USD/CAD Consolidates Recent Gains To a Two-Month High Near The Middle Of The 1.35s
During Friday's Asian session, USD/CAD fluctuates within a narrow trading band. US bond yield declines keep USD supporters on the defensive and limit upside. A milder risk tone and the Fed's hawkish outlook serve to limit losses for the USD and the pair.

During Friday's Asian session, the USD/CAD pair enters a bullish consolidation phase and oscillates in a narrow trading range just below the mid-1.3500s, or its highest level since June 1 reached the previous day.
After reaching a multi-year high on Thursday, US Treasury bond yields retreat, which discourages US Dollar (USD) bulls from placing fresh bets and acts as a headwind for the USD/CAD pair. However, growing consensus that the Federal Reserve (Fed) will maintain higher interest rates for an extended period of time should limit any meaningful decline in US bond yields and the USD. In fact, the minutes from the July 25-26 FOMC policy meeting, which were released on Wednesday, revealed that policymakers continued to prioritise the fight against inflation, but were divided over the necessity of additional rate increases.
Moreover, the incoming macroeconomic data for the United States indicated an exceptionally resilient economy and bolstered the likelihood of additional Fed policy tightening. In addition, the prevalent risk-off environment provides additional support for the safe-haven dollar and the USD/CAD pair. Evergrande, the second-largest real estate company in China, and Tianji Holdings, a related corporation, filed for bankruptcy in a US court on Thursday. This adds to concerns about China's deteriorating economy, resulting in a further decline in global equity markets.

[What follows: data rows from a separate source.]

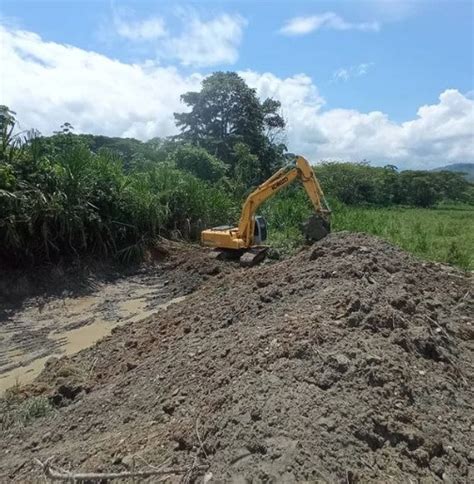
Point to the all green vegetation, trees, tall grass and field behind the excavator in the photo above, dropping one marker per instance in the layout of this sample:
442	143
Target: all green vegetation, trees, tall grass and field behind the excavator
67	195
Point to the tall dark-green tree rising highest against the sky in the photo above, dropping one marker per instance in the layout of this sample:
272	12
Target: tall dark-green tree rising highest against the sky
225	112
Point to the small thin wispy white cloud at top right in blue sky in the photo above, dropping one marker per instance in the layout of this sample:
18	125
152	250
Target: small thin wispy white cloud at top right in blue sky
327	20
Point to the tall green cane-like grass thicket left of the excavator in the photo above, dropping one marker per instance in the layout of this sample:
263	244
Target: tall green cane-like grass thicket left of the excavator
69	201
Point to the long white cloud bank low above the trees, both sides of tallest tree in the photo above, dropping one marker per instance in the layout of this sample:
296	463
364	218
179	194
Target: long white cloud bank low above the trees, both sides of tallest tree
48	83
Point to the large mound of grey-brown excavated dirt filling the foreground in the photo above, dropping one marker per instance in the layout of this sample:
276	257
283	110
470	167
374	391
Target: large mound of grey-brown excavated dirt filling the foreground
349	362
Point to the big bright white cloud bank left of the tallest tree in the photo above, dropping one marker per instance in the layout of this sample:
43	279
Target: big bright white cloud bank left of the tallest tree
48	83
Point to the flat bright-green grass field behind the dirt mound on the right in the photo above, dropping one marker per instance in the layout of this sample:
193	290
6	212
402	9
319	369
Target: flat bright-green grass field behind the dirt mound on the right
443	235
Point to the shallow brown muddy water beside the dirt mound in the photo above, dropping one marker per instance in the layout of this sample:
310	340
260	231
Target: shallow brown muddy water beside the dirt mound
64	326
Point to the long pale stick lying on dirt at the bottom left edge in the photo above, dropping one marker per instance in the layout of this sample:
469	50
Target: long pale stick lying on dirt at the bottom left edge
57	474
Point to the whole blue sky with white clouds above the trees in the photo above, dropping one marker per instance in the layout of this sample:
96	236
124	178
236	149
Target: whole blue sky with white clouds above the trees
387	81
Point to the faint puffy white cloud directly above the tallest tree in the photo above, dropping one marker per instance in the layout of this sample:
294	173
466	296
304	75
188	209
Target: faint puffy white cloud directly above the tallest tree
207	43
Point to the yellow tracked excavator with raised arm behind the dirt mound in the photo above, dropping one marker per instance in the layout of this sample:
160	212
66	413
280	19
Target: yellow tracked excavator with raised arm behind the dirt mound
246	240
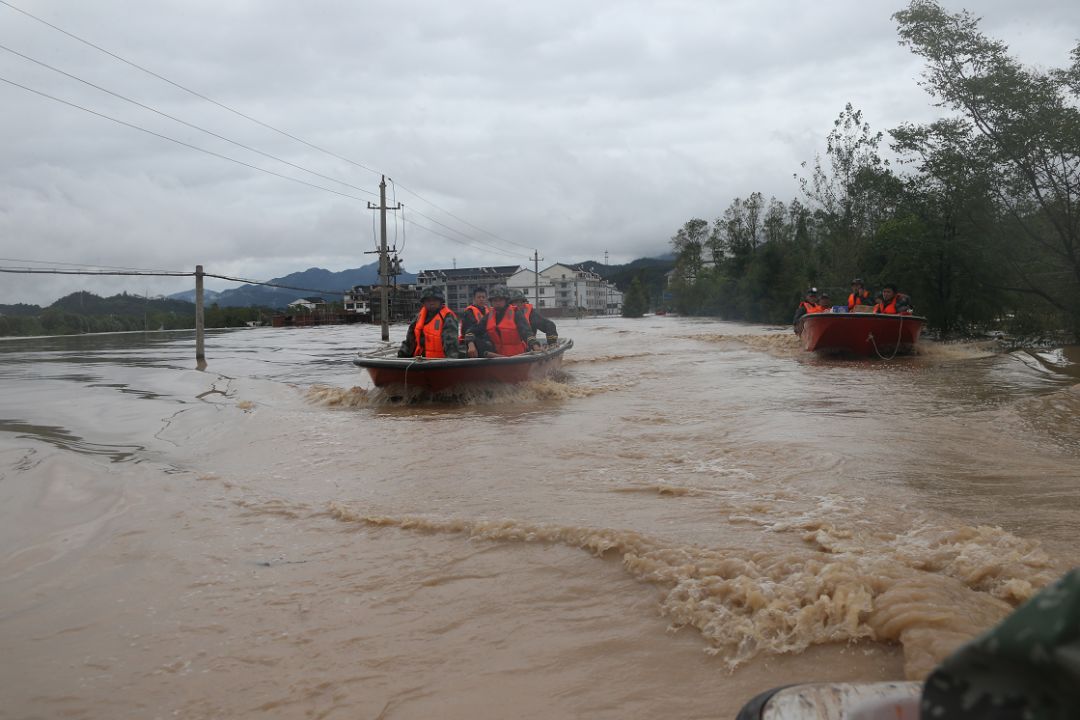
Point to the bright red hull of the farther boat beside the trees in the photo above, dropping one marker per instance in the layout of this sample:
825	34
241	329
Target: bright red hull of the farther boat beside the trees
860	334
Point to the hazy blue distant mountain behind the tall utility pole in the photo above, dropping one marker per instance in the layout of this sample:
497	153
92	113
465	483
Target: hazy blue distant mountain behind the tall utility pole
316	281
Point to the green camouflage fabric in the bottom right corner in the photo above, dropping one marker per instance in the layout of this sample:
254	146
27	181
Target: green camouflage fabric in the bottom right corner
1027	669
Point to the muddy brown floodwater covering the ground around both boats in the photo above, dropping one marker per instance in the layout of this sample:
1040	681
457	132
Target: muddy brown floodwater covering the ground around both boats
692	513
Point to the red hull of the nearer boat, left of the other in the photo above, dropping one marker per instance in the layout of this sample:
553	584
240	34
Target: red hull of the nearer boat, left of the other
439	375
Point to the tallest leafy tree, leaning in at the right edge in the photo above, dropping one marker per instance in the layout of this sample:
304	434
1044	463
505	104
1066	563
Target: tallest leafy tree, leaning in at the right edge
1017	134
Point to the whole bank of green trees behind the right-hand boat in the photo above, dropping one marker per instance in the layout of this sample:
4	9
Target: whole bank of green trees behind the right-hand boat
975	215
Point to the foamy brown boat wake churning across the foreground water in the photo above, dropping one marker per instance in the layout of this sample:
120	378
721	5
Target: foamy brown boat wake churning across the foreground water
929	590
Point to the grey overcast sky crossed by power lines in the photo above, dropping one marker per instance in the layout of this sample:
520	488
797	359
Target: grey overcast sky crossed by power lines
575	128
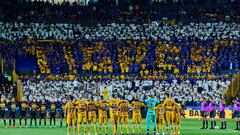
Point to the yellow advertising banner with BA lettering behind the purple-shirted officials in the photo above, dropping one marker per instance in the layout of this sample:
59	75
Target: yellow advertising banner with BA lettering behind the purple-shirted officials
197	114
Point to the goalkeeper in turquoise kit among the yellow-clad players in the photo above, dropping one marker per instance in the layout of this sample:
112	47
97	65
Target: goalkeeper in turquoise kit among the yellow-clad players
151	104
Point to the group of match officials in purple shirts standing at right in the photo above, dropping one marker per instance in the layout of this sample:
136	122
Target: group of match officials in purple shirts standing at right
208	108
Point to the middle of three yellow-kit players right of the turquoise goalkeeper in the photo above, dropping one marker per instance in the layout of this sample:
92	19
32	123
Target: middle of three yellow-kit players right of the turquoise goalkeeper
168	106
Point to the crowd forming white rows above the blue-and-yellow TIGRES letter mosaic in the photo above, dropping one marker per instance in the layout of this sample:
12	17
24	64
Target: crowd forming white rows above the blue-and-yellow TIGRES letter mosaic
139	49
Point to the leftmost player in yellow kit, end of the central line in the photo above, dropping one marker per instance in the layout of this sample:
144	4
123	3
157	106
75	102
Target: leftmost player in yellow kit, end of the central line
70	112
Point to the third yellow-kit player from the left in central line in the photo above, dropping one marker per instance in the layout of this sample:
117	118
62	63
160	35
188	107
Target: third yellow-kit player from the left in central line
92	115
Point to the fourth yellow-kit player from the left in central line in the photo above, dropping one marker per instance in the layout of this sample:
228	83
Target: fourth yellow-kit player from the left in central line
102	114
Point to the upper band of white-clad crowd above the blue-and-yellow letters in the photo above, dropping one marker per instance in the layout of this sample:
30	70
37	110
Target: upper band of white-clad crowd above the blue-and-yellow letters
65	31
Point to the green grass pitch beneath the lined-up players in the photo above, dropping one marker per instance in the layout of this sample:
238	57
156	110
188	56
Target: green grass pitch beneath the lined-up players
188	127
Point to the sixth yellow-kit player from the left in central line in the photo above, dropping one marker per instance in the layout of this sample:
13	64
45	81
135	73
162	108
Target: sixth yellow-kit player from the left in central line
123	115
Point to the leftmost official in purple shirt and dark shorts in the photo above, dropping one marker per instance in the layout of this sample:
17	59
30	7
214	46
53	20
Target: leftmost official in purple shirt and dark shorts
204	113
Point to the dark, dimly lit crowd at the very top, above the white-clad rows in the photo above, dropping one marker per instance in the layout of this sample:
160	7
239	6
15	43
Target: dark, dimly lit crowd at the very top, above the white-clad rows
120	11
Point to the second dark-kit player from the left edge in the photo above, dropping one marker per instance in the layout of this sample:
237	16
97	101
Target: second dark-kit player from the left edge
12	109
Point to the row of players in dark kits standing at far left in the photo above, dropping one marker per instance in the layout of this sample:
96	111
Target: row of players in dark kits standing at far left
32	107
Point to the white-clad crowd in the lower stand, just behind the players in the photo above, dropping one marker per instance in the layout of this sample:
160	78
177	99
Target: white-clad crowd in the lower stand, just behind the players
188	91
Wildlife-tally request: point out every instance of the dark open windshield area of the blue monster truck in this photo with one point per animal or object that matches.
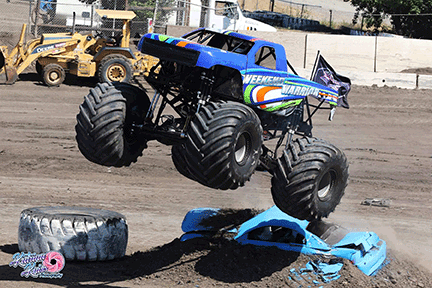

In addition, concerns that demand will be dampened by headwinds resulting from rapidly rising borrowing costs do not help Crude Oil prices capitalise on the overnight recovery from a two-week low. This, in turn, is believed to weaken the commodity-linked Canadian dollar and suggests that the USD/CAD pair will continue to rise. Consequently, any significant corrective decline may still be viewed as a purchasing opportunity and is likely to be limited in the absence of market-moving economic data from the United States or Canada.